Amor a Dios y amor al hombre son inseparables. Por eso, cuando a Jesús le preguntan por el mandamiento principal, responde con dos, diferentes, pero siempre unidos, amor a Dios y al prójimo. Amar a Dios es amar a sus criaturas a las que ama. Dios nos ha creado para que vivamos en la tierra creando un mundo fraternal y solidario, en que todos sus hijos puedan vivir con todas sus necesidades cubiertas.  De esta manera, ejercitándose y creciendo en el amor mutuo, nos preparamos para recibir el don de la  felicidad plena  en el cielo. Dios quiere que se “haga su voluntad en la tierra como ahora se hace en el cielo”. Obrando así, mostramos nuestro amor a Dios. Por otra parte, el amor a Dios alimenta el amor gratuito y constante a los hombres, frecuentemente sometido a prueba. Por todo esto el amor efectivo al prójimo es signo del verdadero amor a Dios, pues “si no amamos a nuestro hermano al que vemos, ¿cómo podremos amar a Dios al que no vemos?” (1 Jn 4,20). “Dios es amor y el que vive en el amor permanece en Dios y Dios en él” (1 Jn 4,16). A los primeros cristianos los llamaron “ateos” porque centraban su vida religiosa en el culto existencial de una vida consagrada a amar a Dios amando al prójimo, y al prójimo se le ama en la vida de cada día, en las calles y plazas, fuera del templo. De aquí el peligro de reducir la vida cristiana al culto, desconectado de la vida. El culto es fundamental, pero como celebración de nuestro sacrificio espiritual unido al de Jesús. Si no se une nada al sacrificio de Jesús, es culto vacío que defrauda la expectativa de Jesús al instituir la Eucaristía. 
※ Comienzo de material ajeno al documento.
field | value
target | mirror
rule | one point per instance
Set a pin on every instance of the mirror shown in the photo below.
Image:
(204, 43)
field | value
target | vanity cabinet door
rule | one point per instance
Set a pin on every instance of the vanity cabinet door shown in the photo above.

El amor puede estar acompañado de sentimientos, incluso los sentimientos favorecen sus expresiones, pero no es fundamental. Lo básico del amor es dar vida a la persona amada Por eso Dios ha mostrado su amor al hombre entregando a su Hijo, y éste ha mostrado a su vez su amor entregándose a la muerte por todos nosotros. Mostramos nuestro amor a Dios y al prójimo con nuestra entrega por el bien concreto del prójimo.
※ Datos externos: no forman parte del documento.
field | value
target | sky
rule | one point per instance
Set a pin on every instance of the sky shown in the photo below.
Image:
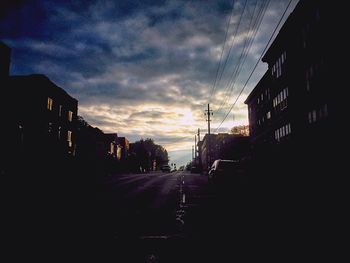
(146, 69)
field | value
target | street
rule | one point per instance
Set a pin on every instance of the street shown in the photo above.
(171, 214)
(172, 217)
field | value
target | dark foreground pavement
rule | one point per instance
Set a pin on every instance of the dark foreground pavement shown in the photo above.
(174, 217)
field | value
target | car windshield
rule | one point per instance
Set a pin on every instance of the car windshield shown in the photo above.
(170, 130)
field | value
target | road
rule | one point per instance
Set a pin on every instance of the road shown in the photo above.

Amar al prójimo es amar a todo hombre necesitado.  Prójimo significa cercano.  Entre los judíos se discutían quién era el cercano y en un largo proceso fueron ampliando el círculo de “cercanos”: primero el familiar, después el connacional que comparte la misma religión, después el forastero... respecto al enemigo se le puede ayudar, pero no entra en el círculo de los cercanos. Para Jesús incluso el enemigo es prójimo. Todos son hijos de Dios y por ello todos son cercanos, pero especialmente el necesitado, que ha caído en manos de ladrones y anda marginado por los caminos del mundo (Lc 10,33).

      Celebrar la Eucaristía es celebrar el amor que nos tiene el Padre, que nos entrega su Hijo; el amor que nos tiene el Hijo, que se entrega por nosotros; y el amor que debe tener la comunidad cristiana que se entrega a todo tipo de prójimos. Los cristianos damos gracias por lo que hacemos y pedimos fuerza para seguir haciendo de nuestra vida un sacrificio existencial.